These can come in the form of shares, likes, comments, and page views. Say you have a Twitter page with 10 followers. You might want to set a target of 50 new followers by the end of a three-month period. Adjust your goals as necessary, whether you do reach them or not.
Once you have a good number of followers (Stevenson Advertising suggests waiting until you have at least a follower base of 100), focus on hitting similarly realistic social engagement goals — replies, shares, and the like.
Social selling and the social media hump
Another thing to consider is that despite the low entry bar for social media, you should always try to make your content as effective as possible. This is where social selling — building a strong personal brand by engaging directly with and providing quality content to potential customers on social media — comes into play.
A quick caveat before we proceed: just like social media marketing, social selling isn’t a surefire way to land you a big client or increase your userbase. It is, however, an effective approach to identifying and knowing the wants and needs of your target demographic.
If you graph it, social media effectiveness is an upwards curve; you get the biggest returns with a few simple actions for a while but after that, diminishing returns kick in. More returns take more and more work.
This “hump” in the social media effectiveness curve can be tackled as simply as this:
Step 1: Produce relevant, valuable content with tangible, real information instead of empty rhetoric. It has to pass the “Would I get excited about reading this?” test. This is a simple test where you put on your customer empathy hat and ask yourself — if you were your target market, would you bookmark this post to read later? Be honest with yourself here!
Step 2: Turn your shares into impulse buys. Make sharing your content so easy that it is like an impulse buy for your reader. Your web developer can set this up in less than 30 minutes.

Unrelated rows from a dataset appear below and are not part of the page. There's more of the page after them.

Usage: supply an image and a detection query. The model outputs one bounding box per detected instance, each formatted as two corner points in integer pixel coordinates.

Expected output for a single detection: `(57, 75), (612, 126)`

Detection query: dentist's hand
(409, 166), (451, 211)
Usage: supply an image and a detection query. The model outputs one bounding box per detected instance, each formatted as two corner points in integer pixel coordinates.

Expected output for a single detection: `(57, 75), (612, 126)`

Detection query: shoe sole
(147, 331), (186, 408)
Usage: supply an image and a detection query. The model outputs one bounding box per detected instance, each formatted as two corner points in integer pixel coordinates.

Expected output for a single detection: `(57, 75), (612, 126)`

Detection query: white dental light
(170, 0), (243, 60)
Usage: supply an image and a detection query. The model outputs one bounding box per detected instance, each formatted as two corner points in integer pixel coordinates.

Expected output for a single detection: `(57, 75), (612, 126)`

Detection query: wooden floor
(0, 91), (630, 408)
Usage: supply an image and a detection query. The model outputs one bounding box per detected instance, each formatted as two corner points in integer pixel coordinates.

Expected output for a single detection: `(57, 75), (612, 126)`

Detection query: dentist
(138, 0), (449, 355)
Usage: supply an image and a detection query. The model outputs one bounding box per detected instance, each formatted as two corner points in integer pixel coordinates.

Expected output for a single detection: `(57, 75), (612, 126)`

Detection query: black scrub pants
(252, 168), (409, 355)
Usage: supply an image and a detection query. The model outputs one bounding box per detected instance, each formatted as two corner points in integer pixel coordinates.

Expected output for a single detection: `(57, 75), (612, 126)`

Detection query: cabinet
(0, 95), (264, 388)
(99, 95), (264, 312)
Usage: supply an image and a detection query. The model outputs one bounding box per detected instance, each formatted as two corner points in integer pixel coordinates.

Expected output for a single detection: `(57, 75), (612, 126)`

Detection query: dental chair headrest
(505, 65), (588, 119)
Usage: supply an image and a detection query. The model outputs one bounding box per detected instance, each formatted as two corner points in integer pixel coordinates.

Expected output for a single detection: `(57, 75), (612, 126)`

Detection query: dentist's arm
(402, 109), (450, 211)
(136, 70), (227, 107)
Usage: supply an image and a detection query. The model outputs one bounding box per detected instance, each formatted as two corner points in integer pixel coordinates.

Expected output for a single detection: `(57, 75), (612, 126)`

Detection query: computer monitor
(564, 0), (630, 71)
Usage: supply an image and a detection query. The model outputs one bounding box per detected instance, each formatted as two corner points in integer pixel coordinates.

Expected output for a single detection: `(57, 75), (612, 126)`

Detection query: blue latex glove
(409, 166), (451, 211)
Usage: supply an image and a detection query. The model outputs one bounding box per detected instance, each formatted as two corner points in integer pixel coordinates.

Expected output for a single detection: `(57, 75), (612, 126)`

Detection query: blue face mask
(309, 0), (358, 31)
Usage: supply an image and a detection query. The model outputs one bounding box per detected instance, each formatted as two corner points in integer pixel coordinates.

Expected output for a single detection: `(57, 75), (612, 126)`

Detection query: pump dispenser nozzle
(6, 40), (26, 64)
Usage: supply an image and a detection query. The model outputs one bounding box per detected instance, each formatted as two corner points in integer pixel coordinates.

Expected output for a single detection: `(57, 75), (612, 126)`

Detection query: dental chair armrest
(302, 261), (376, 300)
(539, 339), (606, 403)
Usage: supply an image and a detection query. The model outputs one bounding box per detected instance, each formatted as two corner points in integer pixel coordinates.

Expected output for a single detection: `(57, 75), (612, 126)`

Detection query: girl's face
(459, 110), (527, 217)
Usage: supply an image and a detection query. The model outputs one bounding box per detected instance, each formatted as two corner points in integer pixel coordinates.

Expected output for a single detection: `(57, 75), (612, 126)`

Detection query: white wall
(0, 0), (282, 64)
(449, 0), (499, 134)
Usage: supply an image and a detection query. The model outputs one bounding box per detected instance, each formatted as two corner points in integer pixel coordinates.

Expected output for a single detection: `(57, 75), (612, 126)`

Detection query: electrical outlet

Step 3: It take five minutes to review a social media profile of a contact before a meeting. If anything, this is a “small talk” insurance policy against awkward pauses in conversation. If you notice that every other post in your potential client’s Facebook page is about how much he loves basketball, then you already have a conversation starter. Listening to your target audience on social media also allows you to make a better engagement strategy for that big meeting you have coming up. This can easily and quickly be done through WORK[etc]’s social CRM features by simply matching a contact’s social media profiles using only their email address.
Step 3.5: All you need to do for this step is to get your staff to share your content right away. This single action can have a snowball effect and kickstart rolling shares — once one of your employees share your content, their friends and followers may share the link as well. Most businesses have employees or contractors — just five minutes of their time spent sharing your content will give you back ten times the return.